Once we got going, the newbies seem to take to it fairly quickly. Andy, though, complained about his hand right at the start and his prediction was spot on.
Ian 35 (three locations completed!)
Now we split into two groups and two new games were set up. At the far end, Sam, Ian and Martin played Origin. Nearer me (obviously) the rest of us played Cyclades.
Cyclades was a proper old-fashioned eurogame, and as Joe explained the rules it occurred to me that this was the most rule-heavy game I’d learnt in a while. The main mechanic of the game is the bidding. In a three-player game, we can bid on three gods. If someone bids higher then you have to change your bid to another god. I’ve seen this game mechanic before (can’t remember where) and it does rely on someone else really wanting to bid on a God that you don’t want so if you get bumped off your first bid, you will be bumped off your second bid and allowed to go back to your first. The bidding ends when each god has a bid on it.
Then these bids are paid, the actions carried out on the map and that’s more or less it. Apart from the mythological creatures who you can buy and use their powers to aid you.
It’s quite confrontational. Andy quickly replaced one of Joe’s ships with one of his own thanks to the mythical Sirens. And then thanks to Chimera, was able to use a card from the discard pile which, at that time, only contained Sirens, so Andy used Chimera, and then Sirens and replaced one of my ships with one of his.

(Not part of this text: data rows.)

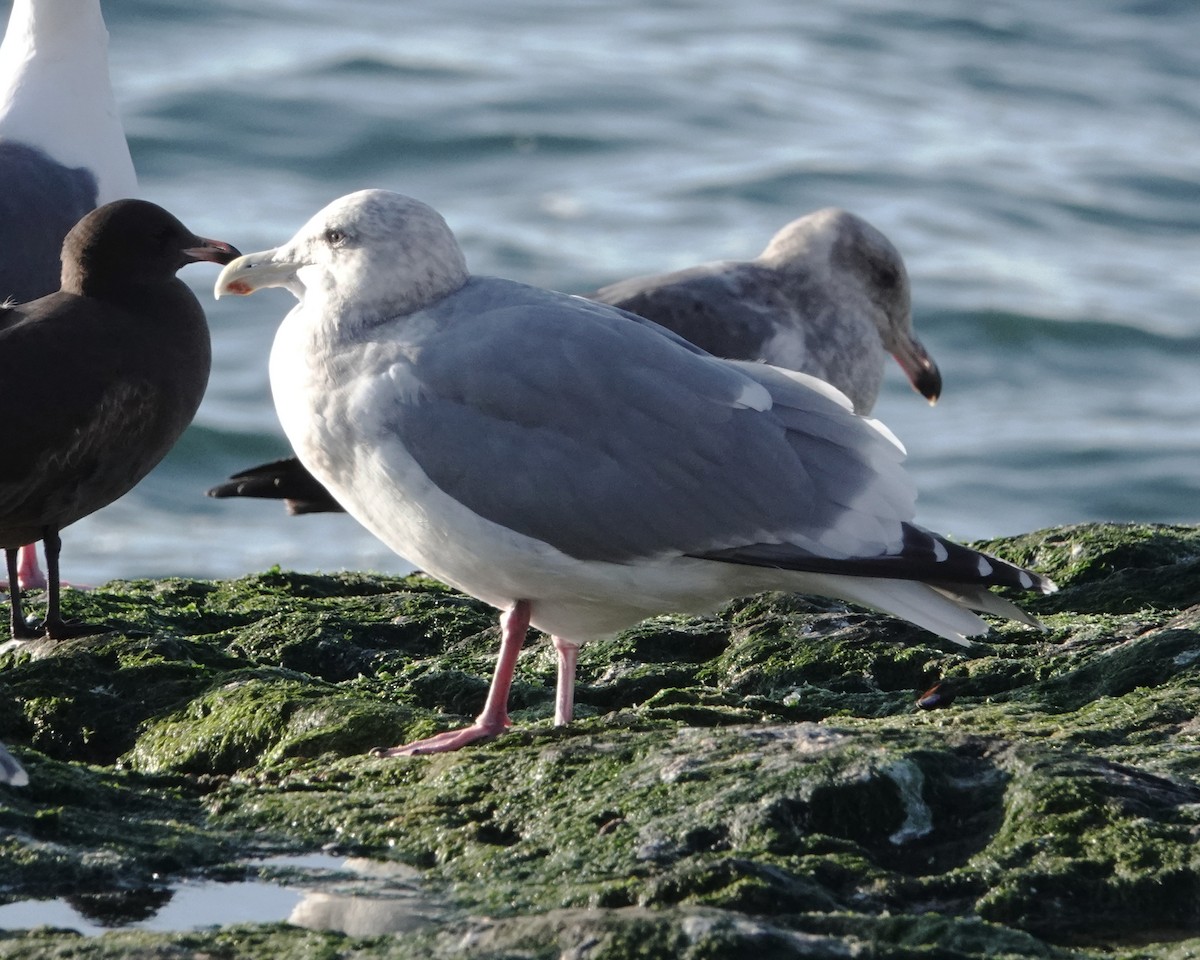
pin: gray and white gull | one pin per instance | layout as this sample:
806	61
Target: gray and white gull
576	466
828	297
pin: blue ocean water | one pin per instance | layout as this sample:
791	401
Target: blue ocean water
1036	163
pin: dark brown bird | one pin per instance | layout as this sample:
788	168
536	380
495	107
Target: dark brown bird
97	381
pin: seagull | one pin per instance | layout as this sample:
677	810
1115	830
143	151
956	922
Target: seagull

But Joe had the final say, using Pegasus to transport an army across the map to attack my island with a metropolis on it. He won the battle and therefore got a second metropolis, ensuring the win. We ended the game there and then but we should have continued to the end of the round to see if Joe could hold on to that second metropolis.

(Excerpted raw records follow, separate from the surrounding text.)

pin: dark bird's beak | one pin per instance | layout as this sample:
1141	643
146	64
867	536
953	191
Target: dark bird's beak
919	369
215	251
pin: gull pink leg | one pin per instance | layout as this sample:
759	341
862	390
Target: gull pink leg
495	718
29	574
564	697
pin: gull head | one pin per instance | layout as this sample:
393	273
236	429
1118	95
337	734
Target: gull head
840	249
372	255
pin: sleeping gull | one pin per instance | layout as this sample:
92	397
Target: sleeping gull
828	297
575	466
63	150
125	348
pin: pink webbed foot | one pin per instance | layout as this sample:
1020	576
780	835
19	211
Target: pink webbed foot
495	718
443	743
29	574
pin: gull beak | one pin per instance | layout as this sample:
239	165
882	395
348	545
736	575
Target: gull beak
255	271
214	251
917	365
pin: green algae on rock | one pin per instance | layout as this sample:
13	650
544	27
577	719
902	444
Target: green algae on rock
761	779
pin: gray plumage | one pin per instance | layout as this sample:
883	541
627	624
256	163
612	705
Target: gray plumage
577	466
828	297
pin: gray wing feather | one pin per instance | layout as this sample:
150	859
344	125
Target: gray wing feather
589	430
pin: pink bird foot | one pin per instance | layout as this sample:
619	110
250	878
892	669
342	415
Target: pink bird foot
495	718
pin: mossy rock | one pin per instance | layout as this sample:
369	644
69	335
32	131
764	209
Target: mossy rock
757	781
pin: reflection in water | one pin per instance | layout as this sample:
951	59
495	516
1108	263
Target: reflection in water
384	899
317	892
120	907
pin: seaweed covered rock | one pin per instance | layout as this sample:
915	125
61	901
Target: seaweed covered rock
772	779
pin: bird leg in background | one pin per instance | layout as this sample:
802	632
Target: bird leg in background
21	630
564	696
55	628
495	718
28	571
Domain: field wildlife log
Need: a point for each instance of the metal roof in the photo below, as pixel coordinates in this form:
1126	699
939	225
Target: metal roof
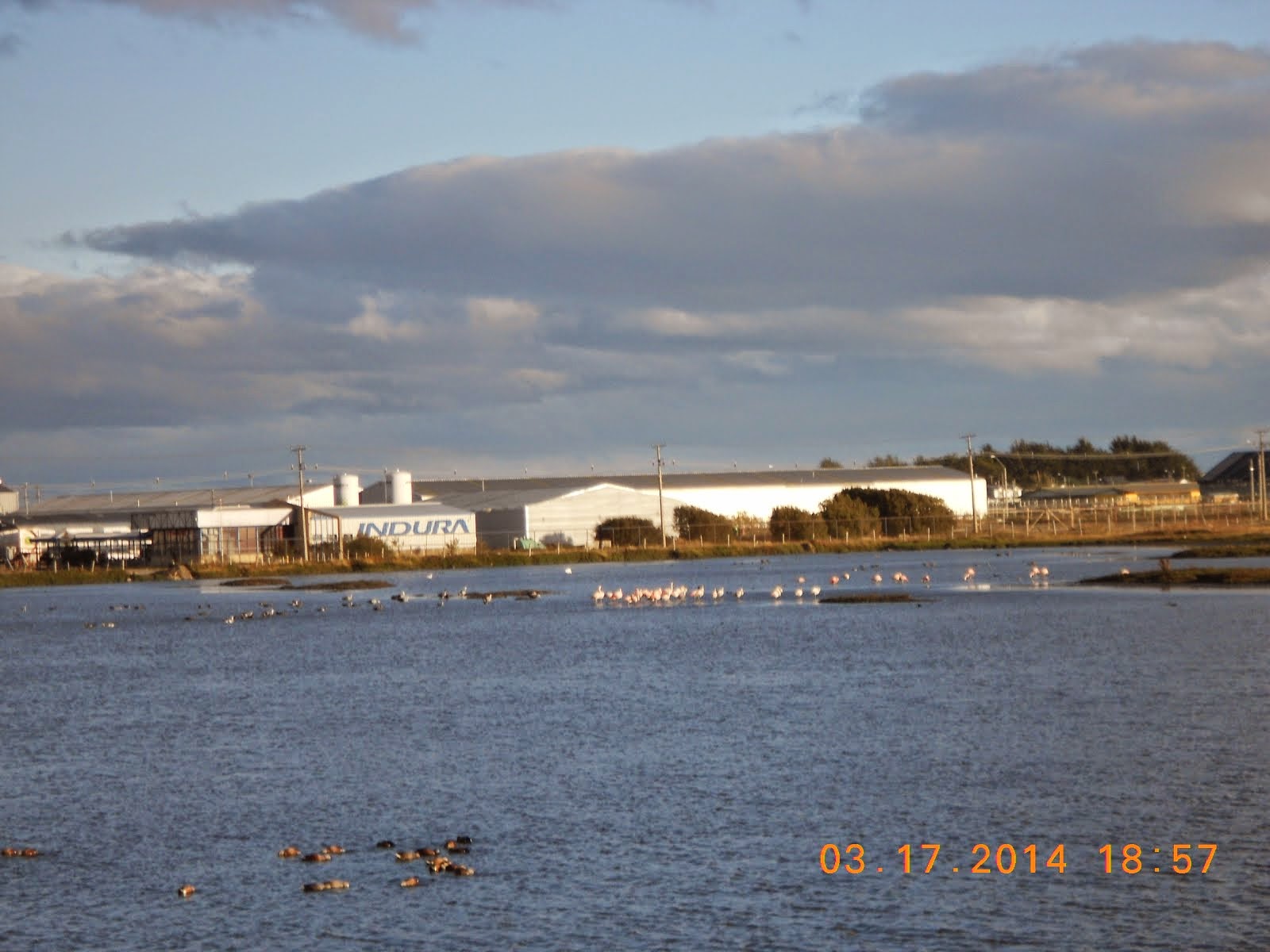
671	480
501	498
122	503
1233	467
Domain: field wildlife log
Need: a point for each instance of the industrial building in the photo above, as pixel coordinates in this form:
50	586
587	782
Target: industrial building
262	524
400	522
229	524
565	509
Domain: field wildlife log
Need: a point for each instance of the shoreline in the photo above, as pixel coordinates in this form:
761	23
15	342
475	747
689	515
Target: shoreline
1191	545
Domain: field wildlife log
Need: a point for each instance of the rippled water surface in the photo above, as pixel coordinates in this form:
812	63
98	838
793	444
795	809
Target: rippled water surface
649	777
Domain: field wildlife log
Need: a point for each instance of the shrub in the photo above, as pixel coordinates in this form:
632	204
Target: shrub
628	531
794	524
702	526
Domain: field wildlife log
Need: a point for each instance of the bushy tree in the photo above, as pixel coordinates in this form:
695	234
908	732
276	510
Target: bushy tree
908	511
629	531
795	524
366	547
846	516
702	524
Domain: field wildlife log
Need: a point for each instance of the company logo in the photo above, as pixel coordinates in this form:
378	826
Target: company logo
419	527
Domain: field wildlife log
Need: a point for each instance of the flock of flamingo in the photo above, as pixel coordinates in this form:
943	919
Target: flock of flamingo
677	594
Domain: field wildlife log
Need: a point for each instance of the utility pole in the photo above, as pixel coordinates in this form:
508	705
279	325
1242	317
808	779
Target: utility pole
304	520
660	505
1261	466
975	508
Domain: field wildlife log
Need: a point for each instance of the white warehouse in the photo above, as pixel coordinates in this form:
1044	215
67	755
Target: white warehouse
567	509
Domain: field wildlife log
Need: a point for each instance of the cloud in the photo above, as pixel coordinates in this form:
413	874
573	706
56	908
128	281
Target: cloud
1103	216
380	19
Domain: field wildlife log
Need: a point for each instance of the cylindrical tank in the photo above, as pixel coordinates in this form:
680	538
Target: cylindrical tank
400	489
348	489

I wasn’t bothered, though. I liked it, but it seemed to lack a certain something. Andy said that the bidding didn’t really work and perhaps it would’ve made more sense to be able to bid further up the track you’re already on instead of having to move to a different god. A quick look on the Geek confirmed that it was considered best with 4-5 players.
1. Joe, two metropolises
2. Andy, lots of armies
3. Andrew, not much left on the board
On the other half of the table, they had long finished Origin:
... and started a game of Ra. In this game, Martin was given free reign on the bidding track at the end with two bidding tiles in hand. Despite lots of monuments in play, Sam and Ian couldn’t close the gap.

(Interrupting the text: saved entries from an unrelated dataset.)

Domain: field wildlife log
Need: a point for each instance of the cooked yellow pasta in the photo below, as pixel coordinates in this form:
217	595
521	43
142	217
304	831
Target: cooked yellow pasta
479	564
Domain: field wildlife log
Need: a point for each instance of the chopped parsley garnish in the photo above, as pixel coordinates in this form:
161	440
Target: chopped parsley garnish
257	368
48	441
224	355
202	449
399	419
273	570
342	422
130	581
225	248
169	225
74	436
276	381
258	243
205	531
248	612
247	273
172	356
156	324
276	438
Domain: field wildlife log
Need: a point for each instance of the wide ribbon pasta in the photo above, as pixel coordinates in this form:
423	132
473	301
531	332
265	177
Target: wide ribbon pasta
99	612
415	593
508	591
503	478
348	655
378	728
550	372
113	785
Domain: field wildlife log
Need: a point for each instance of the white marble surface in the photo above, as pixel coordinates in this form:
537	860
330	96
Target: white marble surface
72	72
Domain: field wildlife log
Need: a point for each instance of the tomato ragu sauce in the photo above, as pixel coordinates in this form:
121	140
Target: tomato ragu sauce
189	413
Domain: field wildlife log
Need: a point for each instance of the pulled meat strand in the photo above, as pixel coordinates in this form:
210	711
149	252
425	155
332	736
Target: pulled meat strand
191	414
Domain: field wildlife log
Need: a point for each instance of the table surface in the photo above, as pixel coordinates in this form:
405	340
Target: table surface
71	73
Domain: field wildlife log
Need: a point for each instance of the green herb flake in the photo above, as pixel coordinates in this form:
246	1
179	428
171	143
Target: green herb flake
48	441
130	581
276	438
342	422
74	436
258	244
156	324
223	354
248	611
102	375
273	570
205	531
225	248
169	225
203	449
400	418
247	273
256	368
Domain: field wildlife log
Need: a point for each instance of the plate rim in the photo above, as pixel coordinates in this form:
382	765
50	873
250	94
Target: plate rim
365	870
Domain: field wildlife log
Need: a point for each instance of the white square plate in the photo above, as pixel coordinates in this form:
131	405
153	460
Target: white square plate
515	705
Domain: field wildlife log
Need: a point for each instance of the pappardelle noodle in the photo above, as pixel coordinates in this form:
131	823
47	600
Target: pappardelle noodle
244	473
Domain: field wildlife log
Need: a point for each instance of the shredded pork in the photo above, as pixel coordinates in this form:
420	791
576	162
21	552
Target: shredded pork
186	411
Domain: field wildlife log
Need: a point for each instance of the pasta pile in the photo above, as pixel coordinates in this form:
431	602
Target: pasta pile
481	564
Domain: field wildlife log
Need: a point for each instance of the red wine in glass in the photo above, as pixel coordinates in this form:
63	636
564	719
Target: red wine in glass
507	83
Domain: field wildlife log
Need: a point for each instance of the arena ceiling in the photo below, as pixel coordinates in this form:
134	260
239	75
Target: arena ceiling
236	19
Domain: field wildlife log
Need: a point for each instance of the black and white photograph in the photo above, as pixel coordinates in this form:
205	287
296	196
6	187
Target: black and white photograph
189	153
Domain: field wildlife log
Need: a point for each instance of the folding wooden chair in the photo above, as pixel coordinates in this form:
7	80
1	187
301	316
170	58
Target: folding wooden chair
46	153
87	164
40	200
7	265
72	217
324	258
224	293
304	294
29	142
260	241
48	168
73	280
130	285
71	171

After this, we dashed off two games of For Sale. Joe picked up the 1 card for free, insisting it was a solid card since you know what you’re going to get.
And then, in the second game Martin fell foul of some big bids in the second half of the game as he played high cards and got poor returns.
Martin slightly ruefully said he shouldn’t have played that last game, since otherwise it was a sterling performance with no sign of the drop in form that effected Sam and Adam after their babies. He, Ian and Andy all set off together.
But me, Sam and Joe stayed for one last game: Kodama. This is a simple card game where you build a tree, getting points for chaining together certain features (stars, caterpillars, mushrooms, etc) and also for fulfilling certain criteria for bonus points.
It was a pleasant and calming way to end the evening. I sped into a late win with my last round bonus card getting me thirty points.
And with that, the evening was finally done and the GNN whiskey bought by Katy on my birthday was also finally finished off. Thanks, Katy!
On the Division, Ian rises to the top in points while Ben and Katy hold on to points ratio and the medal table respectively.